The NRCB has also repeatedly shut down any attempts to potentially reopen the 1992 approval or place an expiry date, noting it would be an attack on the board’s “credibility of our stock and trade.”

“Frankly, the NRCB is concerned that its approval has somehow aged out,” said Fiona Vance, legal counsel for the NRCB. “However, I’ve heard suggestions from both the Town and the Stoney Nakoda Nations that the evidence and what the NRCB should or would consider has changed between 1992 and 2022.

“We will never know what the NRCB would consider today because there is no application before the NRCB in 2022. My concern comes from this line of argument which has the same effect as urging this court as to whether the 1992 NRCB decision was stale dated or something that can be revisited or delved into again … The reality is those discussions have no place here. It is improper and not a question of law or jurisdiction rising from the LPRT decisions. Today, this is a dispute between the Town of Canmore and Three Sisters Mountain Village Properties Limited. The NRCB decision is a fact and not a legal issue.”

Stewart-Palmer also raised issues with the argument and that “neither the LPRT or the court can impose a time limit in relation to the NRCB approval.”

She further said it was a “collateral attack” on the NRCB decision and “the decision is the decision. Times change, but the decision continues to speak. To say we want a do-over to reflect the passage of time is not how decisions are interpreted.”

Both the Town and TSMVPL argued their interpretations of Borgel v. Paintearth, a 2020 court case under Section 619 which was cited multiple times in the LPRT decisions. The interpretation of consistency between the ASPs and the NRCB approval was also disputed, specifically if what was brought forward by TSMVPL aligned with the 1992 decision.

“The board’s assessment of determination of broad consistency is not plucked out of the air, but came from the submissions of the Town,” said Stewart-Palmer. “It came from the questioning of the Town’s witnesses and submissions to the tribunal. When the board comes to a conclusion of broad consistency being the test, this is not plucked from air. It’s derived from the submissions of the parties before it.

“At the end of the day, the tribunal found there was 100 per cent consistency and the Town be directed to pass the area structure plans. Factually, they found them to be consistent. … They didn’t have to draw a line where they weren’t consistent because factually they found they were.”

Becker Brookes said the two ASPs were not consistent due to differences in the plans to the NRCB decision, especially with the proposed commercial and recreation development.

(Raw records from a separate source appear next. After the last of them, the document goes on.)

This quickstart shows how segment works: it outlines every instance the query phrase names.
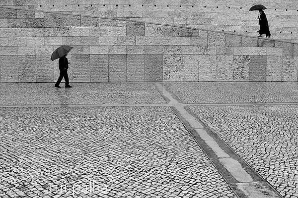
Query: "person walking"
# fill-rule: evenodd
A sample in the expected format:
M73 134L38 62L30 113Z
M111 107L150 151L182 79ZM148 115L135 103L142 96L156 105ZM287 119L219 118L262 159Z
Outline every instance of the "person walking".
M55 84L55 87L61 87L59 86L59 84L61 82L63 77L64 77L64 80L65 80L65 87L72 87L72 86L69 85L70 81L67 73L67 70L69 68L69 64L70 64L70 63L69 63L68 59L66 57L66 56L67 56L67 53L59 58L59 70L60 70L60 75L58 78L57 82Z
M269 31L269 26L268 25L268 21L267 20L266 14L263 10L259 10L260 14L261 15L258 17L259 23L260 24L260 30L259 31L259 37L262 37L262 35L266 34L266 37L268 37L268 39L270 38L271 34Z

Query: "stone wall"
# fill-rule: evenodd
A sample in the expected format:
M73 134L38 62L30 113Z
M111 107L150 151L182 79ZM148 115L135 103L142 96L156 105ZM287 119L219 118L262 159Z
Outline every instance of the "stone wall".
M298 44L189 28L0 9L1 82L54 82L61 45L71 82L297 81Z
M298 43L297 0L1 0L0 5L83 15L130 18L144 22L257 36L258 12L265 5L272 38ZM11 24L10 24L11 25ZM15 25L12 24L11 25Z

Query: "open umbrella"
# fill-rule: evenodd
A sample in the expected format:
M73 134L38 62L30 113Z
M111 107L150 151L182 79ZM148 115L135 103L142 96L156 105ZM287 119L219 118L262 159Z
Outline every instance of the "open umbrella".
M264 5L261 5L260 4L257 5L254 5L252 7L249 9L249 11L253 11L253 10L259 10L261 9L267 9Z
M61 46L57 49L52 54L51 56L51 60L52 61L55 60L56 59L60 58L66 54L74 48L68 46Z

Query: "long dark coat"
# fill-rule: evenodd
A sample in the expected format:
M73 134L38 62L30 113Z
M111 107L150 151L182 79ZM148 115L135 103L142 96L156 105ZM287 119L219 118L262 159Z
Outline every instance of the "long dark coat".
M269 26L265 13L263 12L263 14L260 16L259 23L260 23L260 31L259 31L259 33L261 35L266 34L266 35L269 35L270 34Z

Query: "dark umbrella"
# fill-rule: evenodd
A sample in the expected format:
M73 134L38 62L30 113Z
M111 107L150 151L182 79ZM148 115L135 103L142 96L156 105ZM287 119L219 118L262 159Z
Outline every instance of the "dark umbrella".
M56 59L58 59L66 54L74 48L68 46L61 46L57 49L52 54L51 60L53 61Z
M249 9L249 11L253 11L253 10L260 10L260 9L267 9L264 5L259 4L258 5L255 5L251 7L250 9Z

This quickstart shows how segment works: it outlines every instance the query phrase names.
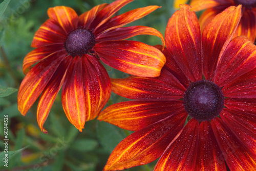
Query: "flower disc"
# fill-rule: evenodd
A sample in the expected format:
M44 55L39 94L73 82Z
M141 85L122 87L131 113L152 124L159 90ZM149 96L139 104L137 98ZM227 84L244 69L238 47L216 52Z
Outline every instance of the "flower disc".
M215 83L207 80L193 83L183 97L186 111L198 121L210 120L219 115L224 107L224 95Z
M65 43L67 52L73 57L87 54L95 44L94 35L84 29L77 29L69 35Z

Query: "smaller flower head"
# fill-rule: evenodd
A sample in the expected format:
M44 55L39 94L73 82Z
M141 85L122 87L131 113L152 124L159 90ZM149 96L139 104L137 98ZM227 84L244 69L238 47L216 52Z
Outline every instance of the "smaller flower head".
M24 59L23 70L27 75L18 94L18 109L24 115L41 94L37 118L42 131L47 132L43 125L61 87L64 111L80 131L86 121L97 116L111 91L110 78L99 60L130 74L160 75L165 63L160 51L123 40L147 34L159 37L164 43L162 34L145 26L122 28L160 7L136 9L111 17L133 1L99 5L79 16L71 8L49 9L50 18L35 33L32 42L36 48Z
M214 16L231 6L242 5L242 17L233 37L244 35L254 42L256 38L256 1L255 0L192 0L191 10L206 9L200 16L199 23L204 28Z
M181 6L168 22L160 77L111 79L114 92L137 100L111 105L98 119L136 132L104 170L158 158L155 171L255 170L256 46L231 39L241 6L217 15L202 35L190 7Z

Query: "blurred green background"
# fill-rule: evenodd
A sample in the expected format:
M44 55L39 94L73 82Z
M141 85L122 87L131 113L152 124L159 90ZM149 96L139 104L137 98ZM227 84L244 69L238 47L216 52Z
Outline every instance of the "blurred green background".
M67 6L80 15L96 5L113 1L10 1L0 18L0 151L2 152L0 152L0 170L102 170L115 146L131 133L96 119L87 122L82 132L79 132L67 118L59 93L44 125L48 134L42 133L37 125L38 101L25 117L20 114L17 106L17 89L25 77L22 71L23 61L33 49L30 44L35 32L48 18L47 9L56 6ZM149 5L161 6L162 8L128 26L153 27L164 35L168 20L176 10L173 7L172 0L135 0L117 14ZM138 36L130 39L152 45L161 44L160 39L153 36ZM111 77L128 76L105 67ZM112 93L106 107L126 100ZM5 115L8 115L9 127L8 167L4 166L5 153L3 152ZM156 163L155 161L126 170L153 170Z

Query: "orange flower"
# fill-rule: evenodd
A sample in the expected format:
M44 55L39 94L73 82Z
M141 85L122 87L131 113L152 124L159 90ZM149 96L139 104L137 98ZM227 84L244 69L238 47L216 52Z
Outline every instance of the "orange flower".
M86 121L95 118L109 100L109 76L99 61L137 76L157 77L165 63L160 51L144 43L122 40L141 34L158 36L155 29L144 26L121 28L148 14L158 6L136 9L111 18L133 0L101 4L79 16L66 7L50 8L48 19L36 32L25 58L27 73L18 94L18 109L25 115L41 93L37 118L42 131L61 86L62 103L70 121L80 131ZM97 57L98 58L97 58Z
M254 42L256 38L256 1L255 0L192 0L191 10L198 11L206 9L199 18L201 29L226 8L242 5L242 17L233 37L244 35Z
M136 132L104 170L159 157L155 171L227 170L226 163L255 170L256 46L244 36L231 40L241 6L217 15L202 36L190 9L181 6L168 22L160 77L112 79L114 92L137 100L111 105L98 119Z

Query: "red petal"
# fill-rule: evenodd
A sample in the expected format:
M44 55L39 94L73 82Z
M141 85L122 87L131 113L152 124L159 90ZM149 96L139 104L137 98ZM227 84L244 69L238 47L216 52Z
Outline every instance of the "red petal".
M256 115L256 99L228 98L225 100L225 106L244 113Z
M211 120L214 134L231 170L253 170L256 158L248 152L227 126L219 118Z
M94 18L95 18L95 16L97 14L108 5L108 4L105 3L97 5L92 8L90 11L79 15L78 17L78 27L84 27L86 29L88 29L90 25ZM90 28L89 30L90 29L92 29L93 28Z
M236 134L247 151L256 155L256 117L224 109L221 113L224 123Z
M159 37L162 40L163 45L164 46L164 39L160 32L155 29L141 26L131 26L108 30L98 35L96 38L96 40L97 42L102 42L124 40L133 36L143 34Z
M159 76L166 61L163 54L157 48L135 41L103 42L97 43L94 50L106 64L141 77Z
M69 121L80 132L86 123L86 102L81 58L75 57L67 69L63 84L62 103Z
M237 37L232 40L217 64L214 82L223 87L256 68L255 47L245 36Z
M86 99L86 120L94 119L105 105L111 93L106 69L94 57L82 57L83 85Z
M77 28L78 16L71 8L65 6L50 8L47 13L50 18L57 22L67 34Z
M234 34L234 37L245 35L254 43L256 38L256 11L254 9L245 9L240 22Z
M162 47L159 47L158 49L162 49ZM188 87L189 81L184 74L184 72L182 71L181 69L180 69L177 63L166 48L164 48L163 51L163 54L166 58L166 62L164 64L163 68L167 70L169 72L172 73L179 80L180 83L184 85L185 87L187 88Z
M130 135L115 148L103 170L121 170L156 160L181 130L186 116L172 116Z
M199 128L199 142L195 170L226 171L225 161L210 123L203 121Z
M203 31L203 66L205 79L211 81L223 51L240 20L241 6L231 6L217 15Z
M199 122L192 119L169 144L154 170L194 170L197 151Z
M192 0L190 5L192 7L191 11L199 11L218 6L220 3L216 0Z
M35 32L31 43L32 47L39 47L51 44L63 45L67 34L57 22L48 19Z
M173 100L182 98L186 89L169 72L162 69L155 78L131 76L112 79L112 91L129 99Z
M25 115L55 72L65 55L53 53L30 70L19 87L18 108Z
M138 131L184 111L181 101L133 101L115 104L101 112L98 119L121 128ZM185 113L183 111L183 113Z
M222 91L227 97L255 98L256 68L226 85Z
M94 32L94 33L97 35L99 33L100 34L106 30L112 30L120 28L131 22L142 18L159 8L161 7L152 6L129 11L124 14L110 18L109 20L99 27L97 31Z
M181 5L168 21L165 39L167 49L191 81L202 79L202 43L199 23L190 7ZM183 21L184 22L180 22Z
M95 19L91 23L89 29L94 29L104 23L112 15L117 12L122 7L134 0L117 0L108 6L105 7L102 10L98 12L95 17Z
M43 127L44 124L48 116L57 94L62 85L63 78L71 60L71 57L67 56L60 63L40 97L37 106L37 122L40 129L45 133L47 133L47 131Z
M62 45L59 44L38 47L30 52L26 56L23 61L23 72L24 74L27 75L30 69L32 68L32 65L33 64L39 62L44 58L54 52L65 53L66 51L62 48Z

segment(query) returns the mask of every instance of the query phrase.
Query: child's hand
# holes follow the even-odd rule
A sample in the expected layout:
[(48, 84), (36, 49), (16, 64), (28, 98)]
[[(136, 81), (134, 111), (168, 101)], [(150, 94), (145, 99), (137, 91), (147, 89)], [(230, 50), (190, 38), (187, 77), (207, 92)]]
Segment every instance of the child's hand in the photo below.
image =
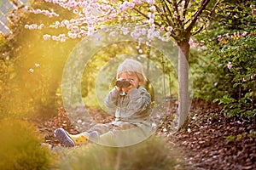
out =
[(137, 84), (135, 83), (134, 80), (131, 79), (130, 80), (130, 86), (127, 88), (123, 88), (122, 89), (125, 92), (128, 93), (129, 90), (132, 89), (132, 88), (137, 88)]

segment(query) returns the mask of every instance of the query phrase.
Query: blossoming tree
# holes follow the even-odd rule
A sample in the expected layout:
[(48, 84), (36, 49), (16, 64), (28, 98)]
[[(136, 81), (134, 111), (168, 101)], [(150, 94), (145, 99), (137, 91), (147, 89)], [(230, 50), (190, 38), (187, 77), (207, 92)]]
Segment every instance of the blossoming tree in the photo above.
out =
[(185, 125), (189, 112), (189, 52), (190, 37), (199, 33), (207, 26), (209, 16), (216, 13), (218, 1), (210, 0), (44, 0), (72, 11), (69, 19), (58, 20), (56, 11), (53, 8), (28, 11), (42, 14), (56, 21), (49, 25), (31, 23), (27, 29), (44, 27), (66, 28), (60, 35), (45, 34), (44, 39), (65, 42), (68, 38), (81, 38), (92, 35), (98, 30), (113, 25), (121, 24), (124, 33), (139, 37), (143, 31), (135, 26), (133, 31), (127, 25), (148, 26), (148, 42), (158, 37), (163, 41), (175, 41), (179, 48), (178, 54), (178, 128)]

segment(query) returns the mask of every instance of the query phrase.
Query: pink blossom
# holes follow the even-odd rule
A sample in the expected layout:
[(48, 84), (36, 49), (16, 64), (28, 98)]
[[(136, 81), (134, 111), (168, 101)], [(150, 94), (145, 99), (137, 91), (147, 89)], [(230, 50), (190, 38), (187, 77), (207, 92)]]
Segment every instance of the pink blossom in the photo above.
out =
[(166, 36), (170, 37), (170, 36), (171, 36), (171, 32), (170, 32), (170, 31), (167, 31), (167, 32), (166, 33)]
[(149, 19), (149, 20), (148, 20), (148, 24), (154, 24), (154, 19)]
[(245, 36), (247, 35), (247, 33), (248, 33), (247, 31), (243, 31), (242, 34), (241, 34), (241, 36), (245, 37)]
[(222, 37), (222, 36), (218, 36), (218, 40), (219, 42), (221, 42), (221, 41), (223, 40), (223, 37)]
[(168, 26), (167, 27), (167, 31), (172, 31), (173, 28), (172, 28), (172, 26)]
[(150, 18), (150, 19), (154, 19), (154, 14), (153, 14), (152, 13), (148, 13), (148, 18)]
[(44, 40), (49, 40), (50, 38), (50, 35), (45, 34), (43, 36)]
[(155, 3), (155, 0), (147, 0), (147, 3), (151, 5), (154, 5)]
[(226, 37), (230, 37), (230, 36), (229, 33), (226, 33)]
[(30, 68), (30, 69), (28, 70), (28, 71), (31, 72), (31, 73), (33, 73), (33, 72), (34, 72), (34, 70), (33, 70), (32, 68)]
[(149, 10), (150, 10), (151, 12), (155, 12), (155, 11), (156, 11), (155, 6), (151, 6), (151, 7), (149, 8)]
[(165, 31), (165, 27), (164, 27), (164, 26), (161, 26), (161, 27), (159, 29), (159, 31)]
[(133, 0), (133, 3), (136, 4), (140, 4), (142, 3), (142, 0)]
[(101, 25), (101, 26), (100, 26), (100, 29), (101, 29), (101, 30), (105, 30), (105, 28), (106, 28), (106, 26), (105, 26), (105, 25)]
[(232, 63), (230, 61), (229, 61), (229, 63), (227, 65), (228, 69), (230, 69), (230, 70), (232, 69), (232, 66), (233, 66)]

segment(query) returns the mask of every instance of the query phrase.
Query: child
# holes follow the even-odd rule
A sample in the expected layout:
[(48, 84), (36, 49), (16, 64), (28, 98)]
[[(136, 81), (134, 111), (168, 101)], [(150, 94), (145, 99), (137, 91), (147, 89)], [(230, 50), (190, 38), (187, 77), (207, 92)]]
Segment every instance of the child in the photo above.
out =
[(104, 102), (115, 120), (96, 124), (88, 131), (71, 135), (63, 128), (55, 130), (56, 138), (66, 146), (84, 144), (88, 140), (115, 145), (142, 141), (151, 131), (149, 122), (150, 94), (143, 87), (146, 80), (140, 62), (126, 59), (117, 70), (116, 86)]

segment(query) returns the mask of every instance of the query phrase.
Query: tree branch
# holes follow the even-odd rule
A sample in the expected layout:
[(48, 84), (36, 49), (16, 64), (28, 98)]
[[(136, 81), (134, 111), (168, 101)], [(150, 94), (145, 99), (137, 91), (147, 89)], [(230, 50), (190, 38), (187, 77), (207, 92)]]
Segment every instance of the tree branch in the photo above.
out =
[[(212, 16), (212, 14), (213, 14), (216, 7), (218, 6), (218, 4), (219, 3), (219, 1), (218, 1), (214, 7), (212, 8), (212, 11), (210, 14), (207, 14), (207, 18), (206, 18), (206, 22), (207, 22), (208, 19)], [(203, 29), (204, 26), (201, 26), (201, 28), (199, 28), (197, 31), (195, 31), (195, 32), (191, 32), (191, 35), (194, 36), (195, 34), (197, 34), (198, 32), (200, 32), (202, 29)]]
[(189, 0), (185, 0), (185, 3), (184, 3), (184, 6), (183, 6), (183, 17), (186, 16), (189, 4)]
[(195, 26), (195, 23), (196, 22), (198, 17), (201, 14), (202, 11), (205, 9), (205, 8), (207, 6), (210, 0), (204, 0), (201, 2), (201, 7), (198, 9), (198, 11), (195, 13), (195, 17), (189, 26), (186, 28), (187, 32), (190, 32), (193, 26)]

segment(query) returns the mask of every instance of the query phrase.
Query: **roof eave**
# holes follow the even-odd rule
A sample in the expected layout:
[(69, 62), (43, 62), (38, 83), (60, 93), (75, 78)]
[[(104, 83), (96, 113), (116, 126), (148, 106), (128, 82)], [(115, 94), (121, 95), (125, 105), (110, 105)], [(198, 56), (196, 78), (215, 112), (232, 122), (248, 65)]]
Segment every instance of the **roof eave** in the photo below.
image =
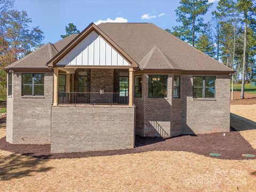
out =
[(109, 37), (105, 34), (101, 29), (93, 22), (91, 23), (84, 30), (83, 30), (77, 36), (72, 40), (68, 45), (67, 45), (61, 51), (53, 57), (50, 61), (46, 63), (47, 66), (54, 66), (54, 65), (59, 61), (68, 53), (73, 49), (78, 43), (79, 43), (84, 37), (89, 34), (94, 30), (99, 35), (102, 36), (103, 37), (112, 45), (116, 51), (119, 52), (129, 62), (131, 63), (131, 67), (138, 67), (138, 64), (124, 50), (123, 50), (118, 45), (117, 45)]

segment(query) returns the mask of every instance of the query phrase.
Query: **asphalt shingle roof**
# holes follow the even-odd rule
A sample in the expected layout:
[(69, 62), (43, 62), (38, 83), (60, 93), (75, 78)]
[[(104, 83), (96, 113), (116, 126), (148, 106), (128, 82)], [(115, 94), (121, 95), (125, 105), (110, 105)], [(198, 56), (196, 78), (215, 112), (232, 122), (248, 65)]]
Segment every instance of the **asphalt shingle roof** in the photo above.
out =
[[(102, 23), (98, 27), (143, 69), (233, 70), (153, 23)], [(49, 43), (5, 69), (47, 68), (45, 64), (77, 35)]]

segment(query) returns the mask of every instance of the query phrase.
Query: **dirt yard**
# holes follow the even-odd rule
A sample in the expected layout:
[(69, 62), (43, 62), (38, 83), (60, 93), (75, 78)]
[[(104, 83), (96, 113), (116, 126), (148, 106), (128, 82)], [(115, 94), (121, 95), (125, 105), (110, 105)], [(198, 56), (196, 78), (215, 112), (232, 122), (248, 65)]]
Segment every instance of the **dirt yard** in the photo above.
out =
[(256, 149), (256, 104), (231, 105), (230, 125)]
[(255, 183), (255, 159), (182, 151), (44, 159), (0, 150), (0, 191), (253, 191)]
[[(256, 104), (256, 94), (244, 93), (244, 99), (240, 99), (241, 92), (240, 91), (234, 92), (234, 100), (231, 101), (231, 105), (252, 105)], [(230, 92), (231, 99), (231, 92)]]

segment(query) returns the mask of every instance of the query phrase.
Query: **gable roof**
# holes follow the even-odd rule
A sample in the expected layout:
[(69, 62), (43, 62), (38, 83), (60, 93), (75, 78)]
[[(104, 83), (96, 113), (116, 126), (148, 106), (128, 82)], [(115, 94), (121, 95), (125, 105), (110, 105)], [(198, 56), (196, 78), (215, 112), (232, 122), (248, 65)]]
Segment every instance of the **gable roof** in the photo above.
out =
[(4, 68), (3, 70), (36, 69), (49, 69), (47, 62), (64, 48), (78, 35), (71, 35), (52, 44), (48, 43), (23, 58)]
[[(156, 65), (158, 63), (158, 65)], [(155, 46), (139, 63), (140, 69), (182, 69)]]
[(47, 62), (47, 65), (52, 66), (63, 58), (67, 53), (68, 53), (73, 49), (82, 42), (89, 34), (92, 31), (96, 32), (99, 35), (100, 35), (107, 42), (109, 45), (115, 49), (120, 54), (127, 59), (131, 63), (132, 67), (138, 67), (138, 64), (135, 61), (127, 54), (123, 49), (122, 49), (114, 41), (107, 36), (103, 31), (99, 28), (97, 25), (93, 23), (90, 24), (84, 30), (83, 30), (77, 37), (72, 40), (67, 46), (61, 51), (53, 57), (50, 61)]
[(9, 65), (9, 69), (47, 69), (58, 62), (93, 30), (103, 36), (133, 66), (141, 70), (178, 70), (230, 73), (231, 69), (153, 23), (91, 23), (79, 35), (53, 44), (49, 43)]

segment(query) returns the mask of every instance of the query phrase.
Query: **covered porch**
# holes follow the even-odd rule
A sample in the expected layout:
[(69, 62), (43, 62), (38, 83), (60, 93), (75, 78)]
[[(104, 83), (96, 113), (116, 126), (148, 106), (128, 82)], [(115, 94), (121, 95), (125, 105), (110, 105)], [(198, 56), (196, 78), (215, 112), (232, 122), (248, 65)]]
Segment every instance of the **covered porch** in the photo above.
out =
[(133, 105), (133, 69), (54, 67), (53, 106)]

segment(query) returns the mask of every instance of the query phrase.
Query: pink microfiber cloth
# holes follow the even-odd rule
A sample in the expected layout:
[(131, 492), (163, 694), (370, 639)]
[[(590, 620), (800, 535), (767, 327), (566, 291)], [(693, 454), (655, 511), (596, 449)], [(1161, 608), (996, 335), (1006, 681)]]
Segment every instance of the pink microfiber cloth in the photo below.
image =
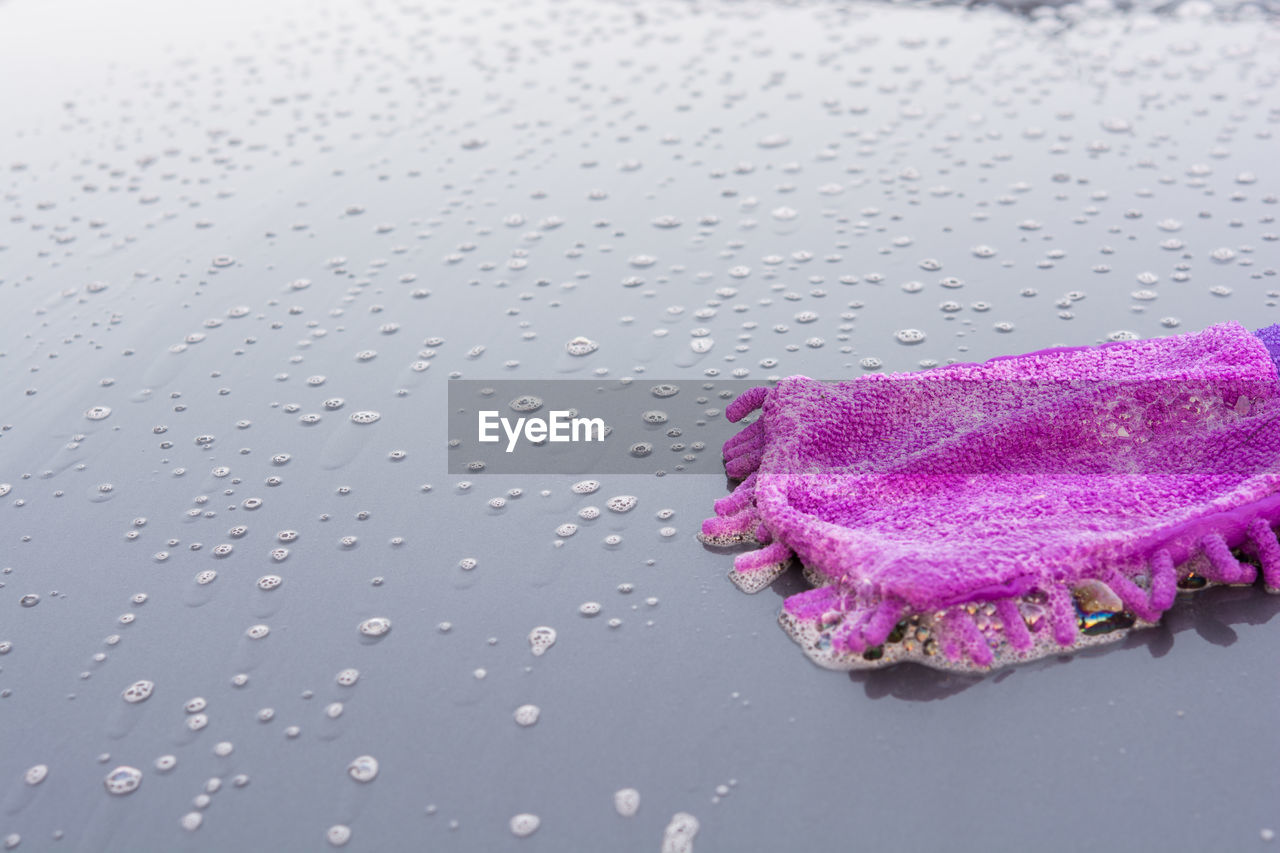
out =
[(703, 524), (792, 556), (819, 663), (987, 669), (1155, 622), (1179, 588), (1280, 589), (1280, 325), (1234, 323), (925, 373), (791, 377), (727, 410), (741, 484)]

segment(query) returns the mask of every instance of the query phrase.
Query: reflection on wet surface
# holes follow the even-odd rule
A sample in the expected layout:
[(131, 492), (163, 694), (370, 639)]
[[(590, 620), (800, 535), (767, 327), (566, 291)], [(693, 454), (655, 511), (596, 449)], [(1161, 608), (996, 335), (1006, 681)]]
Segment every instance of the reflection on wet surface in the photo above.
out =
[(1261, 843), (1276, 599), (850, 683), (694, 538), (719, 475), (448, 475), (443, 410), (1274, 321), (1277, 47), (1197, 3), (0, 5), (0, 839)]

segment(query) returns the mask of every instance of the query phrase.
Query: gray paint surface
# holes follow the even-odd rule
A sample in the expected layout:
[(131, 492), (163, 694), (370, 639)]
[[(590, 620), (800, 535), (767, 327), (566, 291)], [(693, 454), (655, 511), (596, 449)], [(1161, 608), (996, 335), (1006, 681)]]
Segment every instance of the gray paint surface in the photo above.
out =
[[(851, 676), (777, 628), (799, 578), (744, 596), (694, 538), (723, 478), (447, 474), (451, 373), (840, 379), (1280, 319), (1280, 31), (1184, 6), (0, 5), (0, 838), (658, 850), (689, 812), (699, 853), (1266, 849), (1280, 599), (1258, 589), (982, 679)], [(575, 336), (599, 350), (566, 357)], [(639, 505), (576, 515), (614, 494)], [(155, 693), (124, 703), (138, 679)], [(111, 797), (119, 765), (143, 781)]]

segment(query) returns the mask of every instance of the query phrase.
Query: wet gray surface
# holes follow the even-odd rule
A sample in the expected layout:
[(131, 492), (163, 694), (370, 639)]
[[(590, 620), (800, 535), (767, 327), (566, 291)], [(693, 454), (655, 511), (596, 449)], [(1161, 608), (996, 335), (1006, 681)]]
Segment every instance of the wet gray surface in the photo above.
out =
[(443, 409), (1276, 321), (1277, 74), (1252, 6), (0, 5), (0, 838), (1266, 849), (1280, 598), (983, 679), (823, 671), (776, 625), (800, 579), (744, 596), (695, 540), (722, 476), (463, 488)]

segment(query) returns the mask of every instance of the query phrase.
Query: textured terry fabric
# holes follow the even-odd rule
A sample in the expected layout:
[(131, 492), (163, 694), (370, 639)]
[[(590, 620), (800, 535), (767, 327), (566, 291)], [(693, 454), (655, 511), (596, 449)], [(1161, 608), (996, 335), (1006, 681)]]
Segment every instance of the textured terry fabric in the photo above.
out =
[(764, 544), (737, 556), (742, 576), (799, 557), (824, 585), (787, 613), (838, 624), (833, 644), (851, 652), (934, 612), (948, 657), (983, 663), (996, 640), (974, 631), (972, 605), (993, 603), (1025, 648), (1029, 594), (1068, 646), (1071, 589), (1089, 579), (1148, 621), (1172, 605), (1179, 566), (1247, 583), (1257, 562), (1280, 588), (1277, 365), (1280, 327), (1228, 323), (925, 373), (791, 377), (730, 406), (731, 420), (762, 415), (726, 443), (744, 482), (703, 532)]

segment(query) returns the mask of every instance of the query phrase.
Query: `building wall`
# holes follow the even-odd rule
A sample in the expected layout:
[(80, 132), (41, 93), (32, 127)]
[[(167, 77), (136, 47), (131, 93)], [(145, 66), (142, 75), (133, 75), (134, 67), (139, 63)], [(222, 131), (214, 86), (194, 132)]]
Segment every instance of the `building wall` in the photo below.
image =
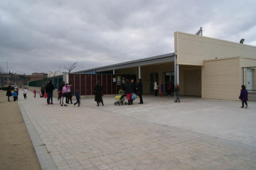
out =
[(241, 89), (240, 57), (205, 61), (203, 98), (238, 100)]
[(203, 66), (204, 60), (241, 55), (256, 59), (255, 46), (181, 32), (174, 33), (174, 49), (180, 65)]

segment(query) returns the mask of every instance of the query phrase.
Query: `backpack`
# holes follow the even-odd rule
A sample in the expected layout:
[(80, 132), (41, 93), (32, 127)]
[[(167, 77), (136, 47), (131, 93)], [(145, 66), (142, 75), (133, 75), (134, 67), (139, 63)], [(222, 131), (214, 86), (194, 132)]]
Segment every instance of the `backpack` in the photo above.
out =
[(66, 93), (67, 92), (67, 87), (66, 87), (66, 86), (63, 86), (62, 92), (62, 93)]
[(71, 92), (71, 89), (70, 89), (70, 86), (67, 86), (67, 92)]

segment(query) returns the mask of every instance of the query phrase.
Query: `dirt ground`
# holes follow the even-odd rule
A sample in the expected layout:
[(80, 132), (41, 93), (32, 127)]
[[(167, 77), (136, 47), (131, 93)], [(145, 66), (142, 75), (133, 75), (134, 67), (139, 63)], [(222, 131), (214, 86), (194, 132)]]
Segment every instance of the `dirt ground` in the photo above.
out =
[(0, 169), (41, 169), (18, 103), (6, 94), (0, 91)]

“They are not 100 per cent consistent. There are not three golf courses. There are not five hotels. There is no convention facility. There is a change in phasing, which is not happening between 1992 and 2022. It is happening between 2022 and 30 or 40 years out in the future.”

The LPRT decisions entirely went in favour of TSMVPL, with the tribunal noting in both decisions it aligned with the 1992 NRCB decision.

The LPRT stated since the 1992 NRCB decision remains in effect, the Town was legally obligated to pass the ASPs and Canmore was unable to “refuse the project altogether if it complies with the NRCB approval. Section 619 requires the Town to approve the application to the extent that it complies with the NRCB approval.”

The LPRT hearings lasted 15 days and had more than 110 hours of testimony in addition to thousands of pages of evidence accepted.

Town council set aside a budget of $750,000 for litigation with TSMVPL, having spent $217,000 during the LPRT hearings.

TSMVPL also has a $161 million lawsuit against the Town and previous council, while Thunderstone Quarries has a $63.5 million lawsuit against the Town since it owns lands that are part of the Smith Creek proposal.

No timeline was given on when a decision will be made by the court.